The update csv subtracts all the originally declared PC conflicts because HotCRP lets you preview the changes you make during a bulk update before you commit, so it will show you in a prettier way all the changes you are about to make. Removing the known conflicts makes the set of changes smaller and easier to eyeball. If you want a comprehensive list, just comment on the call to subtract_orig_pc_conflicts() in main.py.
Take that hard earned update.csv and upload it! From now on, you can specify
the path to this update csv with the flag --existing-update-csv path/to/file
to automatically reuse this data when running the scripts for other purposes.
I have a way to automatically partition a PC into two sets for a 2-day meeting in a way that best balances the self-declared areas of expertise. To use this system, run the command:
python main.py data/isca2017db-data.json data/isca2017db-pcinfo.csv data/institutions.csv --existing-update-csv update.csv partition-pc
This will print two files containing the set of PC members for each day.
In order for this to work, the PC chair needs to collect the date preferences for each PC member and mark each PC member account with the appropriate tag (PC_Friday/PC_Saturday/PC_Either/PC_Both). "Either" means either day but one day only, while "Both" means they can attend both days if needed.
Once the PC has been partitioned, you can then partition the papers such that all the PC members who might review it will be present on the same day. This relies on the self-declared topics for each submission. The output is an update csv that adds new tags for each submission marking it as either a Friday or Saturday paper. This is just a first-pass analysis - the PC chair still has to go in and manually assign reviews, as well as potentially change the automatically-generated assignments.
These scripts can produce a spreadsheet of papers and PC members with conflicts marked as "C". The PC chair can mark up this spreadsheet with a set of scores from 1-10, where a higher score means a higher preference for a reviewer to review a particular paper.
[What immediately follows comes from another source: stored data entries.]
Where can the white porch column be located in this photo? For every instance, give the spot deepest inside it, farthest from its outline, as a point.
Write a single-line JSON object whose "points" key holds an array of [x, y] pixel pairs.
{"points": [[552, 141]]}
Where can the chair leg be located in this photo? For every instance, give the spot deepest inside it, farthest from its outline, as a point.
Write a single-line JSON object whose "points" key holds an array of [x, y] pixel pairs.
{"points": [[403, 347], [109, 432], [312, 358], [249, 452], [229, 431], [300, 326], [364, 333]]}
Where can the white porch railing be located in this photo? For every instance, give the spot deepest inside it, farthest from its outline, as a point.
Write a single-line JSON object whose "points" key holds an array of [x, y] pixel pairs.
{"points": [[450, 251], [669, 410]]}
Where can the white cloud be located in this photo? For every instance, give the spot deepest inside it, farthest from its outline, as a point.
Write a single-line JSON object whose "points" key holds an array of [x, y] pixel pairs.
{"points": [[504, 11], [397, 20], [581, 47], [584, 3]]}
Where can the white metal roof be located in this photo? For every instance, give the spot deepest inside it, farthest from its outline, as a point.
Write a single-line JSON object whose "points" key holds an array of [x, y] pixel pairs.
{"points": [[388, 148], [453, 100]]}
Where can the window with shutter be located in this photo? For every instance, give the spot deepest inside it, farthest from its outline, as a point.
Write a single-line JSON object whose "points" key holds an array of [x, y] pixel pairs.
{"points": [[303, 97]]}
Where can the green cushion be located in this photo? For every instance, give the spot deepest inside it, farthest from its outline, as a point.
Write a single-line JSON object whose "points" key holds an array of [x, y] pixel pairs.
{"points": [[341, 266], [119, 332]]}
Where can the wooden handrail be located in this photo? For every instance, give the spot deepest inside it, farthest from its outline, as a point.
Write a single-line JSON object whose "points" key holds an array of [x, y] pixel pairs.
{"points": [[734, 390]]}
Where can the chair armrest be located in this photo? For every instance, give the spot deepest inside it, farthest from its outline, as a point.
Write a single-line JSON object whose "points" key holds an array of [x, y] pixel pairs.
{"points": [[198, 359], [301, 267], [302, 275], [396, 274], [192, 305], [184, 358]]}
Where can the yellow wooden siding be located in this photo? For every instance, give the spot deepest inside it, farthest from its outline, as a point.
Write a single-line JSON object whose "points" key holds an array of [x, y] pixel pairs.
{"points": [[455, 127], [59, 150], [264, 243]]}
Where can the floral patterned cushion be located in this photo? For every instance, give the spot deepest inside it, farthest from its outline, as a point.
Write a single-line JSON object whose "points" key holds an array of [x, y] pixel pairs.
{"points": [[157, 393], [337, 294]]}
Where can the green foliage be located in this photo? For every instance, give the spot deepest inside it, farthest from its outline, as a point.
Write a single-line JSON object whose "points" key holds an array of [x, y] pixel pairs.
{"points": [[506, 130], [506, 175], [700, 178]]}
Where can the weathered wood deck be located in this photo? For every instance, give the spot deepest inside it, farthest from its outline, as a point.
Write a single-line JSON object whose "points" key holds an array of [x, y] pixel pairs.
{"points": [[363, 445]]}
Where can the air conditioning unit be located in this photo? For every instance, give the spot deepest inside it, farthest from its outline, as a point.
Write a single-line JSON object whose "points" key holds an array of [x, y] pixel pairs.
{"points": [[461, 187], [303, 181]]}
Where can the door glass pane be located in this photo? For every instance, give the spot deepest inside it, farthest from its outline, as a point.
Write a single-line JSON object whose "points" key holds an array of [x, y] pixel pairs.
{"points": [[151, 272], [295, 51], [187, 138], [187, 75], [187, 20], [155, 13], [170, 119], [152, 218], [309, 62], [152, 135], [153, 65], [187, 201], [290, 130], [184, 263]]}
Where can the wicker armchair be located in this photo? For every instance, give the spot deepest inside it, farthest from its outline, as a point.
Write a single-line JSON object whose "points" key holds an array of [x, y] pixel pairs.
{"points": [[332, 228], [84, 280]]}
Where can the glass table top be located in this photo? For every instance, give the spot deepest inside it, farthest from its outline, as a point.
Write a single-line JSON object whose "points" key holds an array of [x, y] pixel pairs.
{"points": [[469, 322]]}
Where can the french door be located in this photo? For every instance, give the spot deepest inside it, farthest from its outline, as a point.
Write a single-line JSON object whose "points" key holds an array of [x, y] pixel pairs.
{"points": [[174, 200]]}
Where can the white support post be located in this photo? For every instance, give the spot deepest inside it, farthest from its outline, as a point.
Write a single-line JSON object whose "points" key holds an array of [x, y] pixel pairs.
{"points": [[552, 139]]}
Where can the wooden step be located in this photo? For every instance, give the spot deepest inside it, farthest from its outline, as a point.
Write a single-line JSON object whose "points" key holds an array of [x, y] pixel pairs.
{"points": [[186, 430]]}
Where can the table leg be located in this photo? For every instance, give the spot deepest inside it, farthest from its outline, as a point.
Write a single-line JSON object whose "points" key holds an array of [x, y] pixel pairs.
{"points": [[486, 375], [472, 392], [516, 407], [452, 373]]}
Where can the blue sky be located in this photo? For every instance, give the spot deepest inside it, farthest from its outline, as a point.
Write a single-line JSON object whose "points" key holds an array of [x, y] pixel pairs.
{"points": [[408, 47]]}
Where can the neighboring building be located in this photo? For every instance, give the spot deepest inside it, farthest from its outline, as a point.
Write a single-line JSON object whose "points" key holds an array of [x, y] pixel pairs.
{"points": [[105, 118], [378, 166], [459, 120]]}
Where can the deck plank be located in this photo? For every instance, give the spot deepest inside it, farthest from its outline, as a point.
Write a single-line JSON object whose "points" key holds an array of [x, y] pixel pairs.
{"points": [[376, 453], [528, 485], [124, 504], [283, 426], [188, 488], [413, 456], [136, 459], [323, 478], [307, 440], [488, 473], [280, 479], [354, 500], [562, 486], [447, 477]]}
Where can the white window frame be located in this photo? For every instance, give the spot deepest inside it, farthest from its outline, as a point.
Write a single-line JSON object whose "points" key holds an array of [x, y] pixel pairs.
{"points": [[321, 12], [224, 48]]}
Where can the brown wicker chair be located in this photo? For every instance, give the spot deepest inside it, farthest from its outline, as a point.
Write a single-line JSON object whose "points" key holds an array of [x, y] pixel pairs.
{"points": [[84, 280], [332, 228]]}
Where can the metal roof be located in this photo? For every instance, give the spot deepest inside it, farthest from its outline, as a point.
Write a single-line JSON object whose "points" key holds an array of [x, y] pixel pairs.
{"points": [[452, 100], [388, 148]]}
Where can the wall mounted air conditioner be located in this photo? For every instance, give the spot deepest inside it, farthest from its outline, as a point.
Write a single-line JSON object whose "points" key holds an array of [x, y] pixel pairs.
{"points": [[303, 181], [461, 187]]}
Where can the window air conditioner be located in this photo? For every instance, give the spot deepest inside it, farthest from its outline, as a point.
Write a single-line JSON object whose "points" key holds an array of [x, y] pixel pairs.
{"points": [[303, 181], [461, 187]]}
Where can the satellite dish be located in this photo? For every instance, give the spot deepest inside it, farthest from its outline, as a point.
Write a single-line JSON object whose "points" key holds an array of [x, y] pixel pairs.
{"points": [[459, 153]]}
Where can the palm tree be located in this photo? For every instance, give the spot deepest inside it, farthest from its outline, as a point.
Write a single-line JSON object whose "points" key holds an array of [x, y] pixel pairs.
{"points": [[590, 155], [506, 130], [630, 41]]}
Then, the scripts can convert this spreadsheet into an update CSV for HotCRP. The update csvs will contain the preference scores for each PC member and paper. HotCRP uses this information to then automatically assign reviewers for each paper.
- Exporting the spreadsheet of conflicts is handled by the function export_paper_spreadsheets() inside partitionpapers.py.
- Exporting the update csv of review preferences is handled by the function export_review_preferences() inside export2hotcrp.py.
Many of these functions are found in secondary.py and export2hotcrp.py. It might be simpler for you to study how these functions are written and write your own functions using the databases that the scripts have assembled thus far (for PC members, submissions, and institutions), rather than try to rework the existing functions for your own purposes. Quite a few of these functions were written for one-off purposes (e.g. fixing some mistakes in assignments, conflicts, etc).
This is the point where lots of hard-coded file names are littered around. You'll need to change these.
This is a tedious, error-pone, and manual process. Hopefully these scripts make your lives a bit easier. If you have any questions, feel free to ask me.
Good luck!
Sam Xi